Il Dragone e le tangenti dell'acciaio. Una settimana dopo la retromarcia di Google, un altro duro colpo è stato inferto alla fiducia degli investitori stranieri in Cina. La condanna, il 29 marzo 2010, a dieci anni per corruzione e spionaggio industriale del dirigente australiano Stern Hu da parte di una corte cinese ha creato una profonda inquietudine sia nel governo australiano che tra le multinazionali presenti in Cina.Insieme a tre colleghi cinesi, Hu, che dirigeva l’ufficio di Shanghai della Rio Tinto, gigante minerario anglo-australiano, è stato ritenuto colpevole di aver incassato più di 13 milioni di dollari di tangenti dalle industrie cinesi dell’acciaio e di aver sottratto segreti industriali nel corso delle intense, nonché fallimentari, trattative sui prezzi di “iron ore”, materia prima usata nella produzione dell’acciaio. La condanna di Hu, giudicata “molto severa” dal governo australiano, è una delle più dure mai inflitte a un dirigente di così alto rango di una multinazionale straniera in Cina.
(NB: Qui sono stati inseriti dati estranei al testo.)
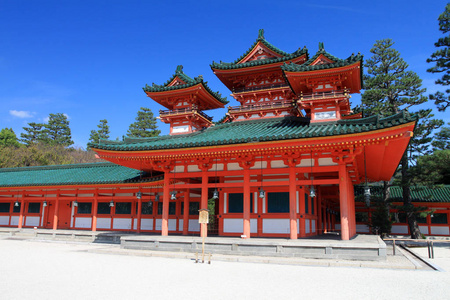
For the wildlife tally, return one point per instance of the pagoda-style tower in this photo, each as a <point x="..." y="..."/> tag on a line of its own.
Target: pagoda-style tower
<point x="323" y="84"/>
<point x="185" y="98"/>
<point x="257" y="81"/>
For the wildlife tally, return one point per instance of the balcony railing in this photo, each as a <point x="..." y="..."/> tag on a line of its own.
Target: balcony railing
<point x="167" y="113"/>
<point x="259" y="88"/>
<point x="324" y="95"/>
<point x="262" y="106"/>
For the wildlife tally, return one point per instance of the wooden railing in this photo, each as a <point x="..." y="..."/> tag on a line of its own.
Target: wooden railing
<point x="252" y="107"/>
<point x="166" y="113"/>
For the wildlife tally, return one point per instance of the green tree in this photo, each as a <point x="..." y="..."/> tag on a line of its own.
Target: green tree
<point x="101" y="133"/>
<point x="441" y="58"/>
<point x="432" y="169"/>
<point x="33" y="133"/>
<point x="442" y="139"/>
<point x="57" y="130"/>
<point x="145" y="125"/>
<point x="8" y="138"/>
<point x="390" y="87"/>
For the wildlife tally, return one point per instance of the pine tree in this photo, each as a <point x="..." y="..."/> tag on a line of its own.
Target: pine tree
<point x="101" y="133"/>
<point x="145" y="125"/>
<point x="442" y="139"/>
<point x="57" y="130"/>
<point x="441" y="58"/>
<point x="33" y="133"/>
<point x="390" y="87"/>
<point x="8" y="138"/>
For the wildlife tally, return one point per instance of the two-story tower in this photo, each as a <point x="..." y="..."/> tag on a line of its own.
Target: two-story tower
<point x="323" y="84"/>
<point x="186" y="99"/>
<point x="258" y="83"/>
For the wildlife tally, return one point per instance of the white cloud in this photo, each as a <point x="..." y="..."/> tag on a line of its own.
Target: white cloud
<point x="21" y="114"/>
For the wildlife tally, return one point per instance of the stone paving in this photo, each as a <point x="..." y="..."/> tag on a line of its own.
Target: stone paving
<point x="56" y="270"/>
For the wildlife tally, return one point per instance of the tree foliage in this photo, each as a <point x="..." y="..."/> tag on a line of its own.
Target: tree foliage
<point x="57" y="130"/>
<point x="145" y="125"/>
<point x="441" y="60"/>
<point x="432" y="169"/>
<point x="390" y="87"/>
<point x="42" y="154"/>
<point x="33" y="133"/>
<point x="101" y="133"/>
<point x="8" y="138"/>
<point x="442" y="139"/>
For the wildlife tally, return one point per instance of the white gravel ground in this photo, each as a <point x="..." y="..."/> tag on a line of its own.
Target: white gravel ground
<point x="38" y="270"/>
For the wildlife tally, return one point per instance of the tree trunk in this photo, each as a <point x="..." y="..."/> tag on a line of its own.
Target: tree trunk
<point x="407" y="201"/>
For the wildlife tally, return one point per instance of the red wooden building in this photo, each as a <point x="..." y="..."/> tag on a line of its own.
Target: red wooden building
<point x="282" y="164"/>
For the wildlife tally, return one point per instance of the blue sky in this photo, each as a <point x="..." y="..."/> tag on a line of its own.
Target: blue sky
<point x="90" y="59"/>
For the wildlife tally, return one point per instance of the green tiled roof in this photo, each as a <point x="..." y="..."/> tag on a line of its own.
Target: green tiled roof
<point x="337" y="62"/>
<point x="418" y="193"/>
<point x="76" y="174"/>
<point x="188" y="83"/>
<point x="285" y="56"/>
<point x="273" y="129"/>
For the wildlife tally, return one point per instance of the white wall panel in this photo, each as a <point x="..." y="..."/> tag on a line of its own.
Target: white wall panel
<point x="399" y="229"/>
<point x="172" y="225"/>
<point x="362" y="228"/>
<point x="32" y="221"/>
<point x="14" y="220"/>
<point x="4" y="220"/>
<point x="276" y="226"/>
<point x="146" y="224"/>
<point x="423" y="229"/>
<point x="104" y="223"/>
<point x="233" y="225"/>
<point x="83" y="222"/>
<point x="439" y="230"/>
<point x="253" y="225"/>
<point x="158" y="224"/>
<point x="194" y="225"/>
<point x="122" y="224"/>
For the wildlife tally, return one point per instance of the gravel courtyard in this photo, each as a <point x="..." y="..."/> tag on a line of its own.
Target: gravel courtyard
<point x="43" y="270"/>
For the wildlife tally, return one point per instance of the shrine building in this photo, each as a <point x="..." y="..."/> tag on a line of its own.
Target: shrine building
<point x="281" y="164"/>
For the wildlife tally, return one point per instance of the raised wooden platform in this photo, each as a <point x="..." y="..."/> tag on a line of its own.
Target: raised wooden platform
<point x="361" y="247"/>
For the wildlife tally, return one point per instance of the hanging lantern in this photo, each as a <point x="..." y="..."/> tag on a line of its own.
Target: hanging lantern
<point x="216" y="194"/>
<point x="312" y="192"/>
<point x="262" y="193"/>
<point x="367" y="195"/>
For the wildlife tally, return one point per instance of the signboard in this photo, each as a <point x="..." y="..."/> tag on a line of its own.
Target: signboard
<point x="203" y="217"/>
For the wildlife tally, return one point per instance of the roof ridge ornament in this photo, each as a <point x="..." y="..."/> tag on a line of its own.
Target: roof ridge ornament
<point x="321" y="47"/>
<point x="261" y="34"/>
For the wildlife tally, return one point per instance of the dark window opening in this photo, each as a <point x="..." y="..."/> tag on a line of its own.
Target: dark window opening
<point x="5" y="207"/>
<point x="147" y="208"/>
<point x="34" y="207"/>
<point x="84" y="208"/>
<point x="236" y="203"/>
<point x="103" y="208"/>
<point x="278" y="202"/>
<point x="16" y="209"/>
<point x="439" y="219"/>
<point x="123" y="208"/>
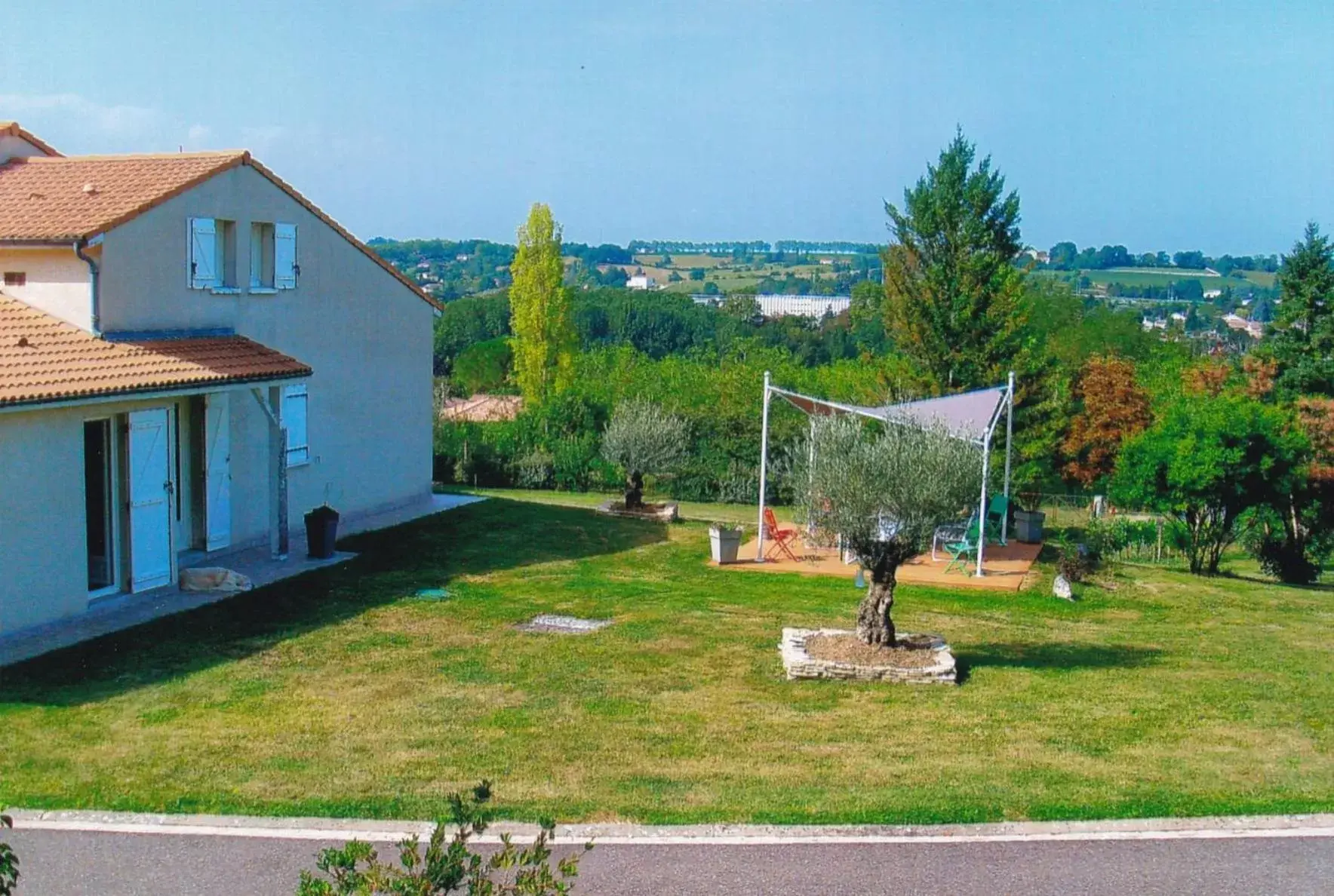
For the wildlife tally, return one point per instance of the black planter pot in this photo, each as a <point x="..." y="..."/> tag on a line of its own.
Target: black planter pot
<point x="321" y="532"/>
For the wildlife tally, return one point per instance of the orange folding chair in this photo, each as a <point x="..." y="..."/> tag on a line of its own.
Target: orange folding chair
<point x="779" y="540"/>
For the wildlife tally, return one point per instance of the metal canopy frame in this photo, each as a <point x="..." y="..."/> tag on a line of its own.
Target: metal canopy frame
<point x="910" y="413"/>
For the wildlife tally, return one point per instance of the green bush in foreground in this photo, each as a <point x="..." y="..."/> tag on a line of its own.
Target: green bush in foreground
<point x="1205" y="463"/>
<point x="356" y="870"/>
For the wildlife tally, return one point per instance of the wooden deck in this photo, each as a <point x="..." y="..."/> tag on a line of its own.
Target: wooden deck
<point x="1004" y="567"/>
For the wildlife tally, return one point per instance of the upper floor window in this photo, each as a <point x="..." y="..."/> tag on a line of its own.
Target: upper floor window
<point x="286" y="268"/>
<point x="274" y="256"/>
<point x="262" y="256"/>
<point x="212" y="253"/>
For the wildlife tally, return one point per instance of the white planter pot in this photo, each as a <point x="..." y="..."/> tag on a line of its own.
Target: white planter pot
<point x="724" y="543"/>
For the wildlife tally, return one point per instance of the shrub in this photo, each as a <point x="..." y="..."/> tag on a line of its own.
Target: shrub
<point x="1206" y="462"/>
<point x="454" y="867"/>
<point x="8" y="861"/>
<point x="483" y="367"/>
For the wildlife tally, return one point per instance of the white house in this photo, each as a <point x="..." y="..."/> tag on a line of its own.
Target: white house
<point x="192" y="355"/>
<point x="781" y="305"/>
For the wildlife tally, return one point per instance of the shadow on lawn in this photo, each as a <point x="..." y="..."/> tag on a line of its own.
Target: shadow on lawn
<point x="392" y="563"/>
<point x="1052" y="656"/>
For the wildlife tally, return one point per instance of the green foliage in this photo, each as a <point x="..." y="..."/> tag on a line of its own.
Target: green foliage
<point x="539" y="305"/>
<point x="483" y="367"/>
<point x="884" y="492"/>
<point x="462" y="268"/>
<point x="1117" y="538"/>
<point x="450" y="863"/>
<point x="644" y="439"/>
<point x="953" y="295"/>
<point x="8" y="861"/>
<point x="1206" y="462"/>
<point x="467" y="321"/>
<point x="1304" y="344"/>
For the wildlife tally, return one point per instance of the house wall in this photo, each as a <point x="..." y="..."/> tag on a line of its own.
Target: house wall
<point x="366" y="335"/>
<point x="15" y="147"/>
<point x="43" y="524"/>
<point x="57" y="281"/>
<point x="43" y="567"/>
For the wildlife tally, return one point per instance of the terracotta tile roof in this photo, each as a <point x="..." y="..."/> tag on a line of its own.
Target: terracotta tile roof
<point x="72" y="198"/>
<point x="482" y="408"/>
<point x="45" y="359"/>
<point x="62" y="198"/>
<point x="14" y="130"/>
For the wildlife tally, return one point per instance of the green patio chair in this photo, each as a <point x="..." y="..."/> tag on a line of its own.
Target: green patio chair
<point x="998" y="508"/>
<point x="961" y="548"/>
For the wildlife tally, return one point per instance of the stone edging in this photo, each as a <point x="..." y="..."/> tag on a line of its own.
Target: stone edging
<point x="799" y="664"/>
<point x="669" y="512"/>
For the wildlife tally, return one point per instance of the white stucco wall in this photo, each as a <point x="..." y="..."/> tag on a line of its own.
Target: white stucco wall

Mentre non vengono sollevati dubbi sulla colpevolezza di Hu – che ha goduto di una riduzione della pena per essersi dichiarato colpevole – la preoccupazione maggiore deriva dal fatto che la magistratura cinese ha svolto a porte chiuse tutti i procedimenti riguardanti l’accusa di spionaggio, impedendo la partecipazione anche ai diplomatici australiani, in violazione degli accordi tra Pechino e Canberra. Hu è stato arrestato nel luglio scorso con l’accusa di corruzione e di furto di segreti di stato (quest’ultima poi derubricata a spionaggio industriale dopo le proteste australiane e delle compagnie straniere). Vista l’impossibilità di presenziare al processo agli osservatori stranieri rimane, però, la grande incognita di come il governo cinese definisca lo spionaggio industriale. In un caso simile, agli ufficiali americani è stato impedito di seguire il processo del cittadino americano, Xue Feng, geologo detenuto in Cina dal 2007 con l’accusa d’aver rubato segreti di stato nel corso di un negoziato sostenuto per conto del suo datore di lavoro americano.

Questi casi rilevano un cambiamento nell’atteggiamento cinese trent’anni dopo l’inizio di una politica di apertura agli scambi commerciali. Il Primo ministro australiano Kevin Rudd, ex diplomatico che parla in maniera fluente il mandarino e che spesso enfatizza il “rapporto speciale” tra Australia e Cina, ha dichiarato che il processo ha lasciato “domande serie senza una risposta”. Rudd ha aggiunto che la Cina “ha perso un’opportunità per dimostrare al mondo la trasparenza che sarebbe in linea con il suo ruolo sul piano globale”. Ma è proprio questo ruolo che la Cina non vuole compromettere. Leggendo le sentenze relative a Hu e ai suoi tre colleghi, la corte ha dichiarato le condanne “leggere” e ha enfatizzato il danno finanziario che i manager hanno arrecato all’industria cinese. Il giudice Liu Xin ha spiegato che i dirigenti hanno “severamente danneggiato la competitività delle compagnie d’acciaio cinesi” e “isolato” la Cina – la più grande produttrice d’acciaio al mondo – durante le discussioni fallite l’anno scorso per fissare il prezzo di “iron ore”. La decisione della corte sembra un avvertimento volto a segnalare che la Cina è pronta a proteggere le industrie domestiche, inseparabili dagli interessi governativi, anche a costo di mettere a repentaglio gli investimenti stranieri. Pare altresì che le multinazionali straniere non abbiano intenzione di ritirarsi dal mercato cinese a dispetto dei dubbi avanzati sui procedimenti legali e delle dure condanne. La Rio Tinto ha sollecitato il licenziamento dei quattro condannati, definendo “deplorevole” il loro comportamento e sottolineando che la compagnia è impegnata nel mantenimento di un rapporto cordiale con la Cina. Nel frattempo, gli avversari del primo ministro Rudd hanno sfruttato l’occasione per mettere in discussione il suo rapporto privilegiato con Pechino, che è recentemente divenuto il secondo partner commerciale dell’Australia, scalzando gli Stati Uniti.